Po remisie ze Stomilem i przybiciu przez nich awansu na naszym terenie, wyruszyliśmy do Bełchatowa na mecz z GKSem.
Wiadomo, wygrana dawała nam awans i świętowanie na obcym stadionie. Stało się jednak inaczej.
Jesienią wygraliśmy z GKSem w Płocku 2:1. Rozpędzaliśmy się już wtedy i po świetnej końcówce rundy zimowaliśmy na podium. To wtedy zaczęły rodzić się myśli, że awans do najwyższej klasy rozgrywkowej jest możliwy, że drużyna Grzegorza Wenerskiego jest w stanie osiągnąć ten historyczny dla klubu sukces. Wiosną radziliśmy sobie doskonale i teraz, na dwie kolejki przed końcem sezonu, trzeba to było tylko przypieczętować.

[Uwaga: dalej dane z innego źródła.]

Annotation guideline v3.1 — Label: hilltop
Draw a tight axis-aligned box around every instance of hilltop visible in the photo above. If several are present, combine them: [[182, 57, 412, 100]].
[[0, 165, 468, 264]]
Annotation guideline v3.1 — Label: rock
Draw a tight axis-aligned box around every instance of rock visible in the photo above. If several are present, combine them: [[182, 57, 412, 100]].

Nie udało się zrobić tego jednak w Bełchatowie.
Mecz był bez większego znaczenia dla układu sił w tabeli. Oczywiście wygrana dawała GKSowi wyższą pozycję, ale na dogonienie Petrochemii nie było już szans. My natomiast mieliśmy przewagę dającą nam spokój nawet po przegranym meczu.
W ostatnich meczach bramki traciliśmy po prostych błędach, chwilach dekoncentracji i tak było też tym razem.

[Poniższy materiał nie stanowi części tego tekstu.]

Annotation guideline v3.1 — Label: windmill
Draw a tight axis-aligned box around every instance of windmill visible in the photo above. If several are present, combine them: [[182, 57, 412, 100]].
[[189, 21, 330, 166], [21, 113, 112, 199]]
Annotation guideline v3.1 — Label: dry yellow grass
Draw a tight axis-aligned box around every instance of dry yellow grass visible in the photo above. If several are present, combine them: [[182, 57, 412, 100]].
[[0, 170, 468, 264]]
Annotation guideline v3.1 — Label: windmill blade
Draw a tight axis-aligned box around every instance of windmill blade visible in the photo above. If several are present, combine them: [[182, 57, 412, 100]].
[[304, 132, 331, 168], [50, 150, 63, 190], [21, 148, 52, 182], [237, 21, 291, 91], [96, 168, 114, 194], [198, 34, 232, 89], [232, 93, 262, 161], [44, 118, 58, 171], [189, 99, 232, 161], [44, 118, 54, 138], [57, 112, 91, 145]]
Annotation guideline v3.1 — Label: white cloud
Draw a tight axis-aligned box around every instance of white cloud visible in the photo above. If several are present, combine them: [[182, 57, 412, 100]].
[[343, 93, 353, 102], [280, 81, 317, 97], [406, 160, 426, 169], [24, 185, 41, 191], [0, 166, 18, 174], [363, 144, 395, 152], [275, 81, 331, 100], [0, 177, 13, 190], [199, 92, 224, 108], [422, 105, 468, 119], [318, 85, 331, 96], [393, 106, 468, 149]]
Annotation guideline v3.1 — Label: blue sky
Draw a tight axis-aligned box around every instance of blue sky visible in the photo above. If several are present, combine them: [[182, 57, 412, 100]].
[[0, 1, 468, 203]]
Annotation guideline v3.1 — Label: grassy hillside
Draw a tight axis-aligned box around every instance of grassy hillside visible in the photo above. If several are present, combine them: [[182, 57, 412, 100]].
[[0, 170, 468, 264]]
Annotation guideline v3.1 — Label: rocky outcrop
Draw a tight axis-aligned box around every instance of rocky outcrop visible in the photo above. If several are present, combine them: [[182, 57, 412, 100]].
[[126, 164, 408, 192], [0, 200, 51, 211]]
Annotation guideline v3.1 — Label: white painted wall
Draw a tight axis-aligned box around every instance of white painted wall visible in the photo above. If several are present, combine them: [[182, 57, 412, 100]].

Mecz był dość wyrównany, radziliśmy sobie, jak przystało na wiceliderów, całkiem dobrze. Największą szansę na wyprowadzenie Nafciarzy na prowadzenie miał w 26. minucie Paweł Dylewski. Jednak po jego strzale piłka zamiast do siatki trafiła w poprzeczkę.
Jedyny gol w tym meczu padł w 79. minucie. Grzegorz Pietrzak co prawda wybił piłkę strzeloną przez pomocnika bełchatowian Jarosława Chwiałkowskiego, jednak dobił ją Robert Górski i wynik zmienił się na 1:0.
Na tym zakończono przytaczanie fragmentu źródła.